SCAN is a personal information retrieval framework, combining search, text analysis, tagging, and metadata functions for document collections management. SCAN is a component-based software using a number of plugins for specific features. The basic SCAN platform can be easily extended with plugins for different document formats and document location types.
jSlovo is a fast database engine with a GUI that was designed for free dictionaries. It can create a file-based database from a text file and then be used to search it for particular words. It can scan any large number of file-based databases and the size of the databases is not limited. HTML tags can be used in the text files and for cross-references.
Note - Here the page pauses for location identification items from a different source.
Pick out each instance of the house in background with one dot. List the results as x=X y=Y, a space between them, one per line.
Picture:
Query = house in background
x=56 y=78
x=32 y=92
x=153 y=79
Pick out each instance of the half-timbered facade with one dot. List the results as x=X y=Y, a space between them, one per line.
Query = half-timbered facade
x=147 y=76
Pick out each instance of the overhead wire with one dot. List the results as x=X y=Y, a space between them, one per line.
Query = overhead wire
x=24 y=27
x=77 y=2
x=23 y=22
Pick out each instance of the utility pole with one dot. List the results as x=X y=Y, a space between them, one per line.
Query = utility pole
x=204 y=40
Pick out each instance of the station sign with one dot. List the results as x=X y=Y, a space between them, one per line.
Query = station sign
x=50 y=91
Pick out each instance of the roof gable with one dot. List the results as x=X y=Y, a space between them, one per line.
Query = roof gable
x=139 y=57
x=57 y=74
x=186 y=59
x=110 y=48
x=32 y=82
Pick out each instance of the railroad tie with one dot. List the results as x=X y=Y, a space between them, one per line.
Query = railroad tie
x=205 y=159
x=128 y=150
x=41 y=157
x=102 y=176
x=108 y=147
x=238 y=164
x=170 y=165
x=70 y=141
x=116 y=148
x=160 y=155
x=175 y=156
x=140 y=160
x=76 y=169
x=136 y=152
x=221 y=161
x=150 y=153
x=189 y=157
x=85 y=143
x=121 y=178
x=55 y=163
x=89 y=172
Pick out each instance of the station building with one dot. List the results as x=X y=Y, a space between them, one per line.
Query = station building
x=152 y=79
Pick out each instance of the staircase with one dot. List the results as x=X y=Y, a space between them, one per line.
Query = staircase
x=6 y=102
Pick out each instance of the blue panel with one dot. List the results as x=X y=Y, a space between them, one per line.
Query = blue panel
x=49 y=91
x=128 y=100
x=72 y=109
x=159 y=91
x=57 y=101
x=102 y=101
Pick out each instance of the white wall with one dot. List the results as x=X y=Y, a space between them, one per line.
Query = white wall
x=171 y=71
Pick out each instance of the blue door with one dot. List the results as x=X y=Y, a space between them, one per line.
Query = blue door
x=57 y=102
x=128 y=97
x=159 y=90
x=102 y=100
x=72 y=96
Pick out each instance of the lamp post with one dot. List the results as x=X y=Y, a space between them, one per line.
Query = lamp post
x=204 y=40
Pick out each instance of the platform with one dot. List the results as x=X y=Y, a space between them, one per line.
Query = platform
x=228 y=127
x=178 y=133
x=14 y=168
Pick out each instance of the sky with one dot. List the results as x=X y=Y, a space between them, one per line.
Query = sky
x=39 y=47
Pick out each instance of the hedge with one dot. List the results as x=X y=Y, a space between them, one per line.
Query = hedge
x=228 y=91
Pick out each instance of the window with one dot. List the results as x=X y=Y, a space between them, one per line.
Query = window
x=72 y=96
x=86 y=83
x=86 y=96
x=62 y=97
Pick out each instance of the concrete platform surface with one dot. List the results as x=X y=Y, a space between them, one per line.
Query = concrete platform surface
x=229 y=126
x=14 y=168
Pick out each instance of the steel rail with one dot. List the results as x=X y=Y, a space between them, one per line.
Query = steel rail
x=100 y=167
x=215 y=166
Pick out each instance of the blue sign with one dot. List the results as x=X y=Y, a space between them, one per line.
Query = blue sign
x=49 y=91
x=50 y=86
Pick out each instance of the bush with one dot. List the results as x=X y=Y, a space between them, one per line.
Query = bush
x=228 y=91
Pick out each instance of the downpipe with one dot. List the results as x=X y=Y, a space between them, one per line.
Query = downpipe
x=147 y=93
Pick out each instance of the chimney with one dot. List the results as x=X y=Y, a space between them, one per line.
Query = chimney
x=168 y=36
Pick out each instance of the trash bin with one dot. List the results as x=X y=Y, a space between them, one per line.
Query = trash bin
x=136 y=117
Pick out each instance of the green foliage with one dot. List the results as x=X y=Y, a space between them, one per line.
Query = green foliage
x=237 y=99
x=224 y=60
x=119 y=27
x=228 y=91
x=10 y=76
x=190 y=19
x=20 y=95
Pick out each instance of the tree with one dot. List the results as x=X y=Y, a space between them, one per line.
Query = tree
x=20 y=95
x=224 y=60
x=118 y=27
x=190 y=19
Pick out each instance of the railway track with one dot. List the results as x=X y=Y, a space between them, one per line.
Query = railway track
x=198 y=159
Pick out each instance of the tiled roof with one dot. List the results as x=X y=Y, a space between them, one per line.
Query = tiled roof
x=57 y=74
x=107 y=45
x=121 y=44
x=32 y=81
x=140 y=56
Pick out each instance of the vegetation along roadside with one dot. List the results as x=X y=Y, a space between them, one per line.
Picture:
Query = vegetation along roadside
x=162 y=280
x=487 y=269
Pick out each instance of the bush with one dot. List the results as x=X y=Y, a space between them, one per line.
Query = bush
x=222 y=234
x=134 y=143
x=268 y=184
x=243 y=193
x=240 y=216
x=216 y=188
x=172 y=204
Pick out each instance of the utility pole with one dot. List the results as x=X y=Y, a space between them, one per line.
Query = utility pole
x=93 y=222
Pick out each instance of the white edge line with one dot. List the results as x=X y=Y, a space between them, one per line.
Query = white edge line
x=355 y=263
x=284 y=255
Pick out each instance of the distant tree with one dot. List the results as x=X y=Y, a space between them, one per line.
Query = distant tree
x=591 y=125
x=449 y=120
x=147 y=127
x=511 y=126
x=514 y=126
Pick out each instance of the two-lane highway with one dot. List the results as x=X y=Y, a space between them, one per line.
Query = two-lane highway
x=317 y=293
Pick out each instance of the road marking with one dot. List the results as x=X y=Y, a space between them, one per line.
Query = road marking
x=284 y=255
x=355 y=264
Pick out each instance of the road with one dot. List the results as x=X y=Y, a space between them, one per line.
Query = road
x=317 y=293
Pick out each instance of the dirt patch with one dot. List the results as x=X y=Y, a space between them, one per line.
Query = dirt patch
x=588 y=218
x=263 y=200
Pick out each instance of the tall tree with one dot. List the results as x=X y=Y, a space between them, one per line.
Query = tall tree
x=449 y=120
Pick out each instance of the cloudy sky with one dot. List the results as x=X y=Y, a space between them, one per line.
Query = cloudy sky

Associations Indexing Service (AIS) was originally done as an extension of human memory for tagging (storing under personal keywords and associations) resources, URIs, bookmarks, and memos (for fast access to the information in future) by using the same keywords or queries, similar to popular search engines. It can be seen as a local search engine, used as an automatic indexer of big file hierarchies (e.g. personal archives or files repositories). It is based on Lucene, so the application will remain very fast with any size index.
LuSql is a command line Java application for the construction of a Lucene index from an arbitrary SQL query of a JDBC-accessible SQL database. It allows a user to control a number of parameters, including the SQL query to use, individual indexing/storage/term-vector nature of fields, analyzer, stop word list, and other tuning parameters. In its default mode, it uses threading to take advantage of multiple cores. LuSql can handle complex queries, allows for additional per record sub-queries, and has a plug-in architecture for arbitrary Lucene document manipulation.
Isobel is a framework to build complex information retrieval and analysis systems. Isobel can be functionally divided in two subsytems, Isobel Gatherer (the crawling and filtering subsystem) and Isobel Analyzer (the analysis subsystem). The two subsytems can also be used separately. Isobel Gatherer offers ready-to-use services like content fetching, scheduling, document format conversion, Hyperlink graph storage and analysis, content storage and indexing. A programmer may easily add new services. Isobel Analyzer uses the IBM UIMA architecture to reuse the analysis components developed for this architecture.
TiTLi is a Google-like search tool for relational databases . It builds on top of Apache Lucene to provide an API and a GWT-based UI for searching multiple databases from various vendors simultaneously. It is very fast due to indexing, and the database is queried only when a record is chosen.